Simbarashe Cha

Photos From the March on Washington

On the 57th anniversary of the historic March on Washington for Jobs and Freedom, thousands gathered to demand social justice.

Photographs by Simbarashe Cha and Myesha Evon

On Friday, tens of thousands of people gathered from across the country at the Lincoln Memorial in Washington, D.C., on the 57th anniversary of the historic March on Washington for Jobs and Freedom, to continue rallying for social justice issues in the United States. The march, organized by the Reverend Al Sharpton and the National Action Network, was called the “Get Your Knee Off Our Necks” Commitment March on Washington, and featured speeches from the steps of the Lincoln Memorial followed by a march to the Martin Luther King Jr. Memorial.

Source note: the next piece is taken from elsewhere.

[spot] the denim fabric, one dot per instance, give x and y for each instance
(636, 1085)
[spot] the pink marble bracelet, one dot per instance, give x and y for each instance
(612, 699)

Simbarashe Cha, a photographer who spent nearly 10 hours on the National Mall in 90-plus-degree heat to photograph the march for The Atlantic, says the biggest challenge was “not security, or the police, or the reality of racism that is always just around the corner ... It was the heat. It oppressed and it suffocated and it tried its damnedest to put us in a submissive chokehold, and nowhere was it hotter than on the steps of the Lincoln Memorial, the stone and concrete serving as a heat magnet for anyone who braved the sun out from beneath the trees. And yet, nearly everyone stayed.”

“During these times, it is important for us to choose how we show up in the world,” says Myesha Evon, another photographer who covered the march for The Atlantic. “I wanted to capture the joy, intimacy, diversity, and unity of the movement."

“There was something surreal about seeing the sea of people line up and down the mall, knowing that Lincoln’s statue sat watching all of us, and that once upon a time, a group of Black leaders led by Dr. Martin Luther King stood in this very place and delivered one of the most iconic speeches the world has ever known,” Cha says. “It is one of the most beautiful things I’ll ever get to witness. But there shouldn’t be a rally; no one should have had to be there. I often ask myself: Will we ever fully realize Dr. King’s dream? What will it take?”